Its Atlantic Mills site was built in 1904 by the then Hovis-Bread Flour Company - Britain's largest flour miller, which has since been renamed Rank Hovis.
Premier said the closure would be phased over the coming months, impacting the mill's workforce and a number of local contractors. It follows the closure of its Glasgow mill in early April, which impacted 15 employees.
The latest blow comes as part of a shake-up of its Rank Hovis network, which has a history dating back some 138 years.
Premier will split the milling business in two, with mills in Southampton, Manchester and Newbridge to be focused on producing flour for supermarkets and other food manufacturers, trading under the Rank Hovis brand, while the remaining mills in Wellingborough, Selby, Andover and Gainsborough will supply flour for the company's baking and grocery business.
Bob Spooner, managing director of Premier Foods' bread division and group supply chain director, said: "We recognise the impact this proposal will have for our employees in Barry and we thank them for their contribution over the years. However, it's not possible to continue on the current path given excess capacity in the marketplace."
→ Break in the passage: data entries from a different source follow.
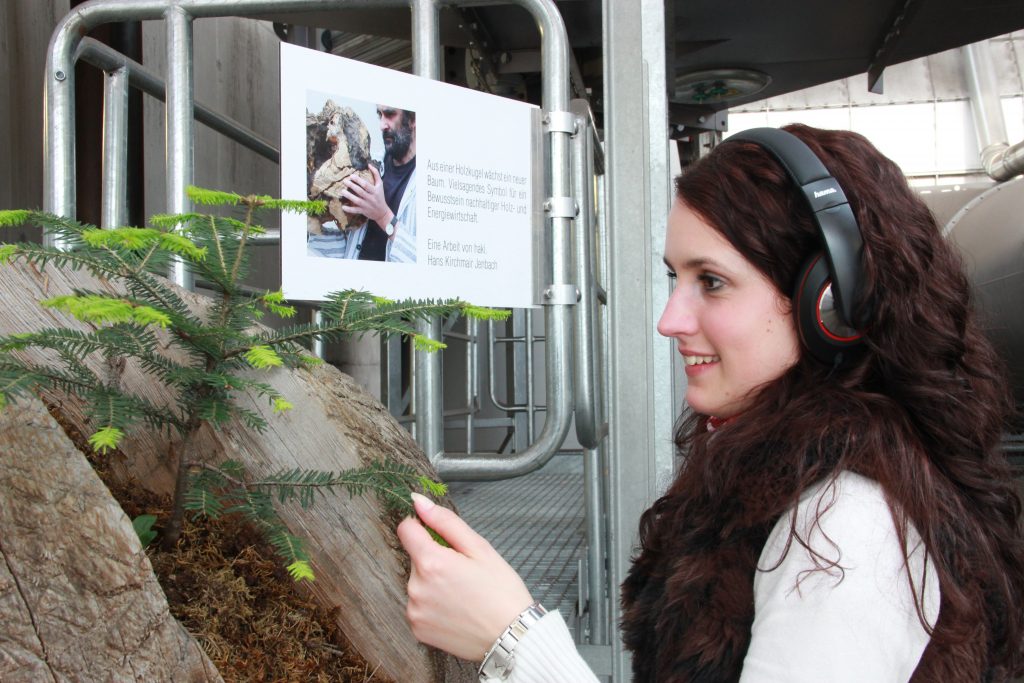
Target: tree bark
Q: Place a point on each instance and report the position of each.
(335, 425)
(78, 597)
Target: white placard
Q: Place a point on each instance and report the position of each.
(474, 206)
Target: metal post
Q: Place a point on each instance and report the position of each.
(429, 396)
(558, 328)
(179, 126)
(641, 411)
(115, 172)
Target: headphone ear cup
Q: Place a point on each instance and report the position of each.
(823, 334)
Premier said it would inject an extra £1 million into its Southampton and Wellingborough sites to boost production at the mills. It has been overhauling its bread division, recently announcing the closure of three bakeries in Eastleigh, Greenford in west London and Birmingham, while also shutting distribution centres in Greenford, Birmingham, Mendlesham and Plymouth with the loss of around 900 jobs.
The wider Premier business, which is struggling under a near £1 billion debt mountain, hopes to save around another £20 million this year through the bread business restructure and general cost cutting. Rank Hovis traces its roots back to 1875, when Joseph Rank saw the potential of grinding wheat with steel rollers in preference to millstones. It was bought by Premier Foods in 2007.